A Planet Labs anunciou que irá reter indefinidamente imagens de satélite do Irã e da zona de conflito no Oriente Médio após um pedido do governo dos EUA. A empresa com sede na Califórnia informou aos clientes, no sábado, que Washington havia solicitado a todos os provedores de imagens por satélite que impusessem uma retenção indefinida de imagens da região.

A restrição amplia significativamente um atraso de 14 dias implementado pela Planet Labs no mês passado, que, por sua vez, estendeu uma retenção inicial de 96 horas. A empresa afirmou que irá reter imagens datadas de 9 de março e espera que a política permaneça em vigor até o fim do conflito.

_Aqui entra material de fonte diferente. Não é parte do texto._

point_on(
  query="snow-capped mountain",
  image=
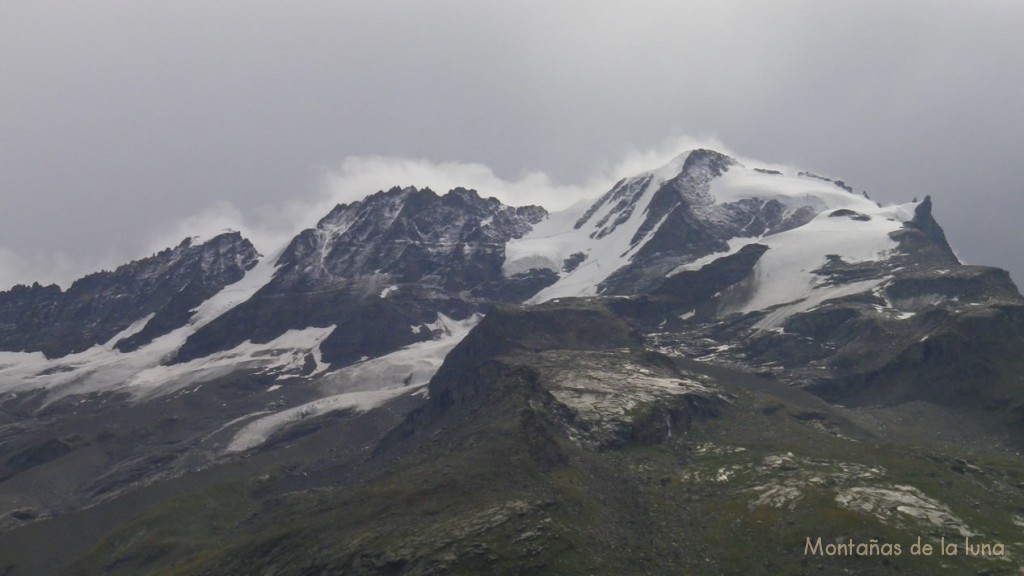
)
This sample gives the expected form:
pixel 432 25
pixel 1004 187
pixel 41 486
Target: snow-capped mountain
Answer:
pixel 409 315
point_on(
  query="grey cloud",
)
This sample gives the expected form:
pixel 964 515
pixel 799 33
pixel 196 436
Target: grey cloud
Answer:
pixel 122 119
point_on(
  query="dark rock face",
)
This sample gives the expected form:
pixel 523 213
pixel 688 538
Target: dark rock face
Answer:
pixel 683 223
pixel 380 269
pixel 98 306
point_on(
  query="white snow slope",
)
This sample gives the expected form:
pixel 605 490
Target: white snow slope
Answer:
pixel 782 277
pixel 366 384
pixel 141 373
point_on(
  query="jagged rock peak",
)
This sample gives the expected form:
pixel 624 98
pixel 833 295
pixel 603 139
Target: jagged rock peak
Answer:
pixel 101 304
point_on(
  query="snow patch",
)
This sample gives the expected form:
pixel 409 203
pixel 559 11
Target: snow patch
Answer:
pixel 366 384
pixel 556 238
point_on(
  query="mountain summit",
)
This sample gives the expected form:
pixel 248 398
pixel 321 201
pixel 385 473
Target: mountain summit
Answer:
pixel 693 373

A guerra começou em 28 de fevereiro, quando os EUA e Israel lançaram ataques aéreos contra o Irã. Desde então, o conflito se espalhou pela região, com o Irã respondendo por meio de ataques com mísseis e drones contra alvos israelenses e bases norte-americanas em países do Golfo, incluindo Arábia Saudita, Kuwait e Bahrein.

"Estas são circunstâncias extraordinárias, e estamos fazendo tudo o que podemos para equilibrar as necessidades de todas as partes interessadas"

Estas são circunstâncias extraordinárias, e estamos fazendo tudo o que podemos para equilibrar as necessidades de todas as partes interessadas

Planet Labs — Al Jazeera

Sob o novo sistema, a Planet Labs passará a usar distribuição gerenciada, liberando imagens apenas caso a caso para necessidades urgentes, críticas para missões ou propósitos de interesse público. A empresa, fundada em 2010 por ex-cientistas da NASA, opera uma grande frota de satélites de imageamento da Terra e vende imagens atualizadas com frequência para governos, empresas e organizações de mídia.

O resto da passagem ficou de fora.